If for some reason you need all cached memory to be reclaimed, call CUDA.reclaim():

julia> CUDA.reclaim()

julia> CUDA.pool_status()
Effective GPU memory usage: 16.17% (2.546 GiB/15.744 GiB)
Memory pool usage: 0 bytes (0 bytes reserved)
Note

It should never be required to manually reclaim memory before performing any high-level GPU array operation: Functionality that allocates should itself call into the memory pool and free any cached memory if necessary. It is a bug if that operation runs into an out-of-memory situation only if not manually reclaiming memory beforehand.

Note

If you need to disable the memory pool, e.g. because of incompatibility with certain CUDA APIs, set the environment variable JULIA_CUDA_MEMORY_POOL to none before importing CUDA.jl.

Memory limits

If you're sharing a GPU with other users or applications, you might want to limit how much memory is used. By default, CUDA.jl will configure the memory pool to use all available device memory. You can change this using two environment variables:

  • JULIA_CUDA_SOFT_MEMORY_LIMIT: This is an advisory limit, used to configure the memory pool. If you set this to a nonzero value, the memory pool will attempt to release cached memory until memory use falls below this limit. Note that this only happens at specific synchronization points, so memory use may temporarily exceed this limit. In addition, this limit is incompatible with JULIA_CUDA_MEMORY_POOL=none.
  • JULIA_CUDA_HARD_MEMORY_LIMIT: This is a hard limit, checked before every allocation. On older versions of CUDA, before v12.2, this is a relatively expensive limit, so it is recommended to first try to use the soft limit.

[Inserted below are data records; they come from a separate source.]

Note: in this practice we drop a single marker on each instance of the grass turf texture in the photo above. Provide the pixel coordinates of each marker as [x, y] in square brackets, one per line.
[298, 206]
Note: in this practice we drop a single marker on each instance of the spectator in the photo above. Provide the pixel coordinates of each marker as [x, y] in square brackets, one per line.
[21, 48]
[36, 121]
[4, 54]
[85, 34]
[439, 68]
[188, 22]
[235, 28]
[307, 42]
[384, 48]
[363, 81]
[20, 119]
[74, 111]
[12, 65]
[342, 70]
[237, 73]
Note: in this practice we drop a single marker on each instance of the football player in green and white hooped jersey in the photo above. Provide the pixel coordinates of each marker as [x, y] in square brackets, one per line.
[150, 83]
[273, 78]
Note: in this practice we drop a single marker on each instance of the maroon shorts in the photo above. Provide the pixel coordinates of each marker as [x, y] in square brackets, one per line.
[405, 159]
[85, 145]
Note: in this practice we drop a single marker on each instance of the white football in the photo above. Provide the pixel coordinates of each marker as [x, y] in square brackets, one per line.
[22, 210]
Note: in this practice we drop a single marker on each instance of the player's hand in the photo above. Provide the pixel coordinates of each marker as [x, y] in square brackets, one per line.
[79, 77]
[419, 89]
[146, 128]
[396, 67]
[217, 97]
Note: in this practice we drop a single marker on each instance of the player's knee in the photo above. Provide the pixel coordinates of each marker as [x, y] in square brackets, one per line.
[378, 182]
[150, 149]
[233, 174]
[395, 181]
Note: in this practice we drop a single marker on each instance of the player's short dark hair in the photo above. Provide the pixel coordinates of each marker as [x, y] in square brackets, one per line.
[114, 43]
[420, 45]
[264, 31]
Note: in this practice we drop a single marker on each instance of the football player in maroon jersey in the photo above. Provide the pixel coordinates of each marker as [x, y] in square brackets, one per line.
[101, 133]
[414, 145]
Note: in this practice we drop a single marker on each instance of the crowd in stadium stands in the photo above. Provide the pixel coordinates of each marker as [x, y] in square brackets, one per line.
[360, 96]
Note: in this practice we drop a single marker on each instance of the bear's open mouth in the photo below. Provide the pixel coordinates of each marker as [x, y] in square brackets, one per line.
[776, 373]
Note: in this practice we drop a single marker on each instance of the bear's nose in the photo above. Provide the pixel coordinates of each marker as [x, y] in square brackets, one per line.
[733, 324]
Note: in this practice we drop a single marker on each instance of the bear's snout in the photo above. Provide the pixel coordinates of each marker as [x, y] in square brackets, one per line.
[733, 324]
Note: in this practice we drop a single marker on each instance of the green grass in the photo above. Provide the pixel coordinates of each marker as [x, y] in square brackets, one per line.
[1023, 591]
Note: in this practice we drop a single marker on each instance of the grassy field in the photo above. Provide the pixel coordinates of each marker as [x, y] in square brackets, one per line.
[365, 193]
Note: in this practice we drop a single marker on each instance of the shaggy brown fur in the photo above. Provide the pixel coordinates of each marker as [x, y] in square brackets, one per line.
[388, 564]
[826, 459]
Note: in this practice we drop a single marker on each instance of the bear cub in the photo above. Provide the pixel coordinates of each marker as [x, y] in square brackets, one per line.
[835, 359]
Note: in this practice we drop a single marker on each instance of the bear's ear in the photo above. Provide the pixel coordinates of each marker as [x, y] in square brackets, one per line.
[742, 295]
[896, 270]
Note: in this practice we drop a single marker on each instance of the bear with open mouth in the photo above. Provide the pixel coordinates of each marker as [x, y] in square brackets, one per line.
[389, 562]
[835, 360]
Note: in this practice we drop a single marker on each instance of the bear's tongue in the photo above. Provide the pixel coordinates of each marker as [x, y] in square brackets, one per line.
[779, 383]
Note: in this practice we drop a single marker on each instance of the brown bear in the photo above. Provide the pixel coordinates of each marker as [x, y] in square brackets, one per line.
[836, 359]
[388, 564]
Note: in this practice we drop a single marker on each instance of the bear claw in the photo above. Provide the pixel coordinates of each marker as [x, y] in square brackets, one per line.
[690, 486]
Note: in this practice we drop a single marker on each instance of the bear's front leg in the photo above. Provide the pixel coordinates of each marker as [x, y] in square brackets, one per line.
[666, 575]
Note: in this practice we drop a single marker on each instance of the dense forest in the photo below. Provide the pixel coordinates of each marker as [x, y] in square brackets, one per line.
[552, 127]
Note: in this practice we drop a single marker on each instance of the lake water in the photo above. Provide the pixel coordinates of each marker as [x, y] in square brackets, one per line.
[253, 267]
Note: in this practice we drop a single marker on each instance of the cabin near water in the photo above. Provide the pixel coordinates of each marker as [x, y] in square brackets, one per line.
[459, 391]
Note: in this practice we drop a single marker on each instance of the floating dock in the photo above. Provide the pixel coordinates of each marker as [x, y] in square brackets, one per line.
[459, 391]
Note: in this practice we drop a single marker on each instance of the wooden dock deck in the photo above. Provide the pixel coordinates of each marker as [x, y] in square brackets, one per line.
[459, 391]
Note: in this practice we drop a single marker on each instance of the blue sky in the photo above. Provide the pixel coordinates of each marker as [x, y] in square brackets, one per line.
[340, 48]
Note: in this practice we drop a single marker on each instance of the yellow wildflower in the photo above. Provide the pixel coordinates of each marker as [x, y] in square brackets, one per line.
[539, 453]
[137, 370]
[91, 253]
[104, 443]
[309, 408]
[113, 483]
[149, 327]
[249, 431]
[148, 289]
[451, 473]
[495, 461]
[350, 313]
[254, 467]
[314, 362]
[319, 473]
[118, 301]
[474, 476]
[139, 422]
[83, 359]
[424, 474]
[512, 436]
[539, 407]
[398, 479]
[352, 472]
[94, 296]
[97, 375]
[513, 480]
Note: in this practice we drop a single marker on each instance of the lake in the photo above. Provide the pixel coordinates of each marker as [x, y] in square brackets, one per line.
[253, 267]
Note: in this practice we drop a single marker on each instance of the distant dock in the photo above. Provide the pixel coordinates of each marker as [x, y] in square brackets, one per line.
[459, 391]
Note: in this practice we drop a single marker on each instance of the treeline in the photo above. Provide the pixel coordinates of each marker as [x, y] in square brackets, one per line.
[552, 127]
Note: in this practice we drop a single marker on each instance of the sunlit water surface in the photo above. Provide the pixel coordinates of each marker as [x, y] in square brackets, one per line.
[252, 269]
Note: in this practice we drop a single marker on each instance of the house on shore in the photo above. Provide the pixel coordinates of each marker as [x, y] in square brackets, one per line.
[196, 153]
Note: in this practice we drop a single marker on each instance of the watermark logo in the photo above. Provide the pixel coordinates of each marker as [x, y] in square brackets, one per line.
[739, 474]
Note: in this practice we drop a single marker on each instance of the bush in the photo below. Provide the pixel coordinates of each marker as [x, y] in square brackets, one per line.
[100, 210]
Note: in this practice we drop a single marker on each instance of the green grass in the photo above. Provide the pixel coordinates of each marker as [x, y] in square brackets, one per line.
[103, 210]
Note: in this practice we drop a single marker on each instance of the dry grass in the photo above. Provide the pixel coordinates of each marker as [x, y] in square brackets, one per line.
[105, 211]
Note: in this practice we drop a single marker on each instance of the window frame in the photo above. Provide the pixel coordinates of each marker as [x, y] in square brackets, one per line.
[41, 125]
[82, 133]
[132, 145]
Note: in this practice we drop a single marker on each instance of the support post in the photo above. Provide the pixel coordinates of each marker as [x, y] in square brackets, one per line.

The value of these variables can be formatted as a numer of bytes, optionally followed by a unit, or as a percentage of the total device memory. Examples: 100M, 50%, 1.5GiB, 10000.

Avoiding GC pressure

When your application performs a lot of memory operations, the time spent during GC might increase significantly. This happens more often than it does on the CPU because GPUs tend to have smaller memories and more frequently run out of it. When that happens, CUDA invokes the Julia garbage collector, which then needs to scan objects to see if they can be freed to get back some GPU memory.

To avoid having to depend on the Julia GC to free up memory, you can directly inform CUDA.jl when an allocation can be freed (or reused) by calling the unsafe_free! method. Once you've done so, you cannot use that array anymore:

julia> a = CuArray([1])
1-element CuArray{Int64,1,Nothing}:
 1

julia> CUDA.unsafe_free!(a)

julia> a
1-element CuArray{Int64,1,Nothing}:
Error showing value of type CuArray{Int64,1,Nothing}:
ERROR: AssertionError: Use of freed memory

Batching iterator

If you are dealing with data sets that are too large to fit on the GPU all at once, you can use CuIterator to batch operations:

julia> batches = [([1], [2]), ([3], [4])]

julia> for (batch, (a,b)) in enumerate(CuIterator(batches))
         println("Batch $batch: ", a .+ b)
       end
Batch 1: [3]
Batch 2: [7]

For each batch, every argument (assumed to be an array-like) is uploaded to the GPU using the adapt mechanism from above. Afterwards, the memory is eagerly put back in the CUDA memory pool using unsafe_free! to lower GC pressure.